How Hard is it for Stablecoin Issuers To Cash Out Billions?

US government debt is considered as highly liquid assets leaving little doubt about Paxos’ ability to meet an influx of redemptions on BUSD, analysts say


Blockworks Exclusive Art by Axel Rangel


Stablecoin issuer Paxos Trust, under pressure from US regulators, must be able to honor potentially billions in redemptions in the year ahead.

That raises questions about whether the firm — and, for that matter, other issuers — can meet such large requests from users seeking to pull their money from crypto ecosystems without a hitch. 

Paxos announced on Feb. 13 that it was halting its minting of BUSD, the Binance-branded stablecoin, amid allegations it violated investor protection laws. 

The company received a Wells Notice from the US Securities and Exchange Commission and had been ordered to cease minting new BUSD by the New York Department of Financial Services.

Industry insiders are concerned about the SEC’s lack of clarity on Paxos’ stablecoins and similar USD-based digital coins, Jeff Yew, founder of digital asset manager Monochrome told Blockworks.

“This uncertainty to holders and businesses who rely on such products will need to be addressed eventually,” Yew said.

Paxos did not immediately respond to a request for comment, but its CEO, Charles Cascarilla, in an email sent to employees last week, said the decision to end the firm’s relationship with Binance was made because it “no longer aligns with our current strategic priorities,” and “was separate from the Wells Notice and the DFS directive.”

Since 2019, Paxos has been responsible for the issuance and redemption of BUSD through a license agreement with Binance.
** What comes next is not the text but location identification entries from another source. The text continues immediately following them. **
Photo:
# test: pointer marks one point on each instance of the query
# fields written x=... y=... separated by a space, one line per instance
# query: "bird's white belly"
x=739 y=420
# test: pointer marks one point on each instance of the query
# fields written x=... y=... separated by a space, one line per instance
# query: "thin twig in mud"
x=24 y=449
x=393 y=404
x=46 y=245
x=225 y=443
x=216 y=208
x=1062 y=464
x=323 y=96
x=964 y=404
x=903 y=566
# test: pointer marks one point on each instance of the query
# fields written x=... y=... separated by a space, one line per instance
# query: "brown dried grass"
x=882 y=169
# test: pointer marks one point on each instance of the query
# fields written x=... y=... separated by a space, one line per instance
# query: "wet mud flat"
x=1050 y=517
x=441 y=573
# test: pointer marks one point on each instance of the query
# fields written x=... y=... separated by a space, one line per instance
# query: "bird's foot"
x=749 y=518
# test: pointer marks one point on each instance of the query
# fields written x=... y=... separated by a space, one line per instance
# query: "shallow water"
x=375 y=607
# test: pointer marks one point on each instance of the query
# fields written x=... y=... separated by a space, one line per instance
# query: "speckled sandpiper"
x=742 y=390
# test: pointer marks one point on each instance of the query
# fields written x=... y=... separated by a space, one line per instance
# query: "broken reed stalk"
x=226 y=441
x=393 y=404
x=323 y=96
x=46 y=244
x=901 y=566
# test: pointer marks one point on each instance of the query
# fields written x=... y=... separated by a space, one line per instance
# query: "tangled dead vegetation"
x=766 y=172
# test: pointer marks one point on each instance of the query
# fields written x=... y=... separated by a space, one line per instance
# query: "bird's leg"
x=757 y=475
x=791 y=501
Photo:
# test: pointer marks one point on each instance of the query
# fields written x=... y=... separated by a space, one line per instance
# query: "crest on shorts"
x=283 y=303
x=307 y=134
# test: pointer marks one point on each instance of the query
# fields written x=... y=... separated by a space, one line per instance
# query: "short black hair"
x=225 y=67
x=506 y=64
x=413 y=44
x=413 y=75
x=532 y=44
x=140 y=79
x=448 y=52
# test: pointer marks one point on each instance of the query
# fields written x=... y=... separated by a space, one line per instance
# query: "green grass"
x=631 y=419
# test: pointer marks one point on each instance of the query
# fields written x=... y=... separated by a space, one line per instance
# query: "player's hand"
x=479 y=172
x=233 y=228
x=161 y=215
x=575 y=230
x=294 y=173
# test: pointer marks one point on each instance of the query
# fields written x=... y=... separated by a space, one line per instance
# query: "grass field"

Paxos has confirmed that it will continue to fully support BUSD and offer redemption options to its customers until at least February 2024.

Stablecoins issued under Paxos’ own brand remain unaffected, a spokesperson previously confirmed to Blockworks.

In BUSD’s case, there does not seem to be any technical barrier to redeeming USD, Yew added, although the process and hurdles of stablecoin redemption often lead to holders choosing to swap their holdings into another stablecoin.

Binance CEO Changpeng Zhao the CEO expressed on Twitter his anticipation of users transitioning away from BUSD to alternative stablecoins on the exchange platform “over time.” 

Latest attestation figures

According to Paxos’s Feb. 21 attestation, BUSD had a total token outstanding of $12.43 billion, with a weighted average maturity of 3 days. The stablecoin is backed by a range of US Treasury Bills and US Treasury Debt, totaling $12.66 billion in current market value.

William Fong, Treasurer at Australian trading firm Zerocap told Blockworks obtaining the necessary liquidity to meet redemption obligations is comparable to how central banks handle the fluctuating exchange rate of their foreign currency reserves.

“That means if there is more outflow to the domestic currency versus a foreign currency, or if the economy runs a large current account and trade deficit, there is pressure for investors to sell the ‘stablecoin’ and buy ‘USD,’” Fong said.

When participants buy stablecoins, they expect to be able to sell them back for the same amount of money later on. Sometimes, individuals want to sell more stablecoins than there are buyers for. 

This can happen if people start to lose faith in the asset, or if they need to use their money for something else entirely. In that instance, the stablecoin issuer needs to come up with enough money to buy back all the coins that people want to sell. 

Issuers typically do this by offloading some of the assets that they have in reserves, like government bonds or cash.

The fixed-income market is worth roughly $120 trillion, which means secondary liquidity is more than enough to meet the stablecoin realization requirements, even on short notice, Fong said.

 Zhong Yang Chan, head of research at CoinGecko agreed. 

“T-bills are very liquid instruments. Paxos could just sell those T-bills in the market.”

Rival stablecoin issuer Tether made its decision to eliminate commercial paper from its stablecoin reserves, replacing them entirely with US Treasury bills last year, in a bid to boost transparency and the security around users’ funds.

US Treasury securities record an average daily volume of around $615 billion, according to the Securities Industry and Financial Markets Association.

Trouble starts when issuers have mostly risky or illiquid assets backing up the stablecoin, the analysts said. It can be hard for issuers to get enough money to buy back all the stablecoins people want to sell. 

That could eventually cause the value of a given stablecoin to drop, forcing certain issuers to take a haircut to meet daily redemptions.

Thus, the prevailing consensus around reserves has evolved, shifting away from a basket of riskier assets to those considered more stable.